Рой на это покачал головой, а взгляд его, устремленный на брата, приобрел странное выражение – снисхождение приправленное горечью:

– А ты не забыл, случаем, от кого сам-то происходишь?! И весь наш род… и, в какой-то мере, вся знать… и соответственно все маги?! М-м?

– От Темного… – ответил Вик. Попутно чувствуя подвох в вопросе, но никак не ухватывая, в чем его суть.

А дальше он, все больше слушал. И в голове его, тем временем, что-то страгивалось с места и закручивалось, пускаясь в несвойственные ему раздумья. И хотя Вик, в отличие от брата, к наукам не особенно тяготел, но в меру приличное образование все же получил. И теперь он с трудом воспринимал, что те непреложные истины, впитанные им еще в детстве, для большинства живущих ныне людей всего лишь сказки давних зим, с не раз переиначенным сюжетом. Он-то, десять зим в дальнем замке просидел, в пол уха старенького учителя слушая, а тут, оказывается, такие дела творятся – непонятные, серьезные… страшные, которые с набега и не уразумеешь!

Простому народу, отринувшему когда-то веру в Создателя Единого, как в Многоликого, теперь было естественней превозносить лишь его Светлый Лик. Это же так легко и понятно, нести свои горести и проблемы именно к Нему – Чистому и Сияющему! А потом, покаявшись, ожидать, что он Своим Светом очистит и их от малых и больших прегрешений.

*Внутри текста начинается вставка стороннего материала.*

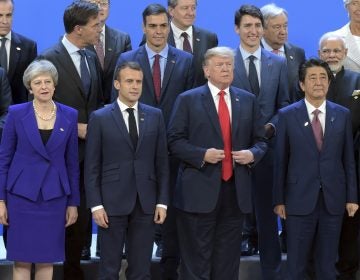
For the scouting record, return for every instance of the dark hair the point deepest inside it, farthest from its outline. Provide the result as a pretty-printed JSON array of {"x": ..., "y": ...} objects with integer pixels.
[
  {"x": 79, "y": 13},
  {"x": 154, "y": 9},
  {"x": 314, "y": 62},
  {"x": 127, "y": 64},
  {"x": 250, "y": 10}
]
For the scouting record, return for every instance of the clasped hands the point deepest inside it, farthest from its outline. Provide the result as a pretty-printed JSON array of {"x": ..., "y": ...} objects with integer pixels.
[{"x": 243, "y": 157}]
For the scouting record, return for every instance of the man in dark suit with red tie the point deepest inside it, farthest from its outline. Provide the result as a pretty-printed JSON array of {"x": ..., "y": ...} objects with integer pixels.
[
  {"x": 80, "y": 87},
  {"x": 216, "y": 132},
  {"x": 315, "y": 174},
  {"x": 127, "y": 176},
  {"x": 17, "y": 54}
]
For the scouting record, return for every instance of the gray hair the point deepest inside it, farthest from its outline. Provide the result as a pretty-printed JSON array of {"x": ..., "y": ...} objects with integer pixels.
[
  {"x": 218, "y": 51},
  {"x": 332, "y": 35},
  {"x": 173, "y": 3},
  {"x": 39, "y": 67},
  {"x": 271, "y": 10}
]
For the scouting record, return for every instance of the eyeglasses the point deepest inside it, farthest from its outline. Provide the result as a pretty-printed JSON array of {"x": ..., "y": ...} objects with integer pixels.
[
  {"x": 327, "y": 52},
  {"x": 102, "y": 3}
]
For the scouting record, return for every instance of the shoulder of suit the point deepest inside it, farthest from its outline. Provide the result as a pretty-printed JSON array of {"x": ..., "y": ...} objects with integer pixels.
[
  {"x": 116, "y": 32},
  {"x": 22, "y": 38}
]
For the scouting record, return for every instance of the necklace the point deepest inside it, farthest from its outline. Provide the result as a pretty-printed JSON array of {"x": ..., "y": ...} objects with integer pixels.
[{"x": 45, "y": 118}]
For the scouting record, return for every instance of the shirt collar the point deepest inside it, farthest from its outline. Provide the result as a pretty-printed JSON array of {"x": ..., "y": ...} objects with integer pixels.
[
  {"x": 245, "y": 54},
  {"x": 163, "y": 53},
  {"x": 269, "y": 48},
  {"x": 215, "y": 91},
  {"x": 310, "y": 108},
  {"x": 177, "y": 31},
  {"x": 123, "y": 106}
]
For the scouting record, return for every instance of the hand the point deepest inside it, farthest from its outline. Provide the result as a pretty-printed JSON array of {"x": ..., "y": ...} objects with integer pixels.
[
  {"x": 100, "y": 217},
  {"x": 71, "y": 215},
  {"x": 213, "y": 155},
  {"x": 82, "y": 128},
  {"x": 280, "y": 211},
  {"x": 351, "y": 208},
  {"x": 3, "y": 213},
  {"x": 160, "y": 215},
  {"x": 243, "y": 156}
]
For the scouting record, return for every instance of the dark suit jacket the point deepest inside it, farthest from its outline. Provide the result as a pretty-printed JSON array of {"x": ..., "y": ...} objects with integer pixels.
[
  {"x": 341, "y": 91},
  {"x": 5, "y": 97},
  {"x": 115, "y": 173},
  {"x": 300, "y": 169},
  {"x": 22, "y": 52},
  {"x": 28, "y": 168},
  {"x": 295, "y": 56},
  {"x": 178, "y": 77},
  {"x": 202, "y": 41},
  {"x": 274, "y": 90},
  {"x": 69, "y": 89},
  {"x": 116, "y": 42},
  {"x": 194, "y": 127}
]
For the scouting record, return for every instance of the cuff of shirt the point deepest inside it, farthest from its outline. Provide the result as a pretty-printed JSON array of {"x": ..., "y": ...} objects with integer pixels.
[
  {"x": 161, "y": 206},
  {"x": 93, "y": 209}
]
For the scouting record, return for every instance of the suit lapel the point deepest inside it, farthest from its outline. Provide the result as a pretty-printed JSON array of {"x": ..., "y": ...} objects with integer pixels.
[
  {"x": 240, "y": 71},
  {"x": 305, "y": 124},
  {"x": 15, "y": 54},
  {"x": 32, "y": 131},
  {"x": 60, "y": 131},
  {"x": 119, "y": 121},
  {"x": 170, "y": 64},
  {"x": 142, "y": 58},
  {"x": 143, "y": 122}
]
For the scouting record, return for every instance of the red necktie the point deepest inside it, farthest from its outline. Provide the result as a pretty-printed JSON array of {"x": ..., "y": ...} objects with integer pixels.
[
  {"x": 317, "y": 129},
  {"x": 186, "y": 43},
  {"x": 224, "y": 118},
  {"x": 157, "y": 77}
]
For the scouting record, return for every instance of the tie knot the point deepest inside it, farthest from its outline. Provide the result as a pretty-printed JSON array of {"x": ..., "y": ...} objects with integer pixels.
[
  {"x": 252, "y": 58},
  {"x": 316, "y": 112},
  {"x": 82, "y": 53},
  {"x": 185, "y": 35}
]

А что Темный? В балладах тех перепетых и присказках пересказанных, только-то и осталось, что Он многоженцем был, излишества разные насаждал, да магов не сотворил, как подобает божеству, а породил, как каждая человеческая пара своих детей рожает – через утехи постельные и утробу матери.

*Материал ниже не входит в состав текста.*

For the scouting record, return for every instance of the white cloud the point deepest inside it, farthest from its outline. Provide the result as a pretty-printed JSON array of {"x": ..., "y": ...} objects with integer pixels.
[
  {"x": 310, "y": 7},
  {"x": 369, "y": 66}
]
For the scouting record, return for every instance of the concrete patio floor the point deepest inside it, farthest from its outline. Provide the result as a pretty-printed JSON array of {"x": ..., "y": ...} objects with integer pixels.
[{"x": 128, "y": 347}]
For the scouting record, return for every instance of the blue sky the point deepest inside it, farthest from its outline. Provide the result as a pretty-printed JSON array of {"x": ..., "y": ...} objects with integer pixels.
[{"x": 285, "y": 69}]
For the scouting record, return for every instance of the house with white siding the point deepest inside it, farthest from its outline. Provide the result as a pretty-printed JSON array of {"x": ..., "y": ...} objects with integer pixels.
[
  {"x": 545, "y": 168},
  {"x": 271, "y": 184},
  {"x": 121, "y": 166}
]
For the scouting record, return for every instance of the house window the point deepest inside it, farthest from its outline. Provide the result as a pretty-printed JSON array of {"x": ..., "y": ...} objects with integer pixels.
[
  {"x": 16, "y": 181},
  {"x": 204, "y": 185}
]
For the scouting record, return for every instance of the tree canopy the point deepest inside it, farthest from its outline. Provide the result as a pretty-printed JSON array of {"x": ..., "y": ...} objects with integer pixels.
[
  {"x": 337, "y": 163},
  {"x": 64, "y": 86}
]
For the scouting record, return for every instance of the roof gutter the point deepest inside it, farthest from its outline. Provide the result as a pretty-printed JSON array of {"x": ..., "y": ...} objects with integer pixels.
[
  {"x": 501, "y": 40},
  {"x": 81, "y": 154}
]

Чему там можно поклоняться?! За что челом об пол бить?!

Маги, они чужды простому люду – живут долго, дела творят такие, что косным умом и не понять, да и могущественны непомерно по человеческому разуменью. Страх от них один – да и только! Семь жен – это вообще непотребство несусветное! А излишества разные простому человеку и не по карману – так не нужны они вовсе. И, самое-то главное, благости в Темном нет и благолепия! Как такой прощением одарит, от грехов отмоет?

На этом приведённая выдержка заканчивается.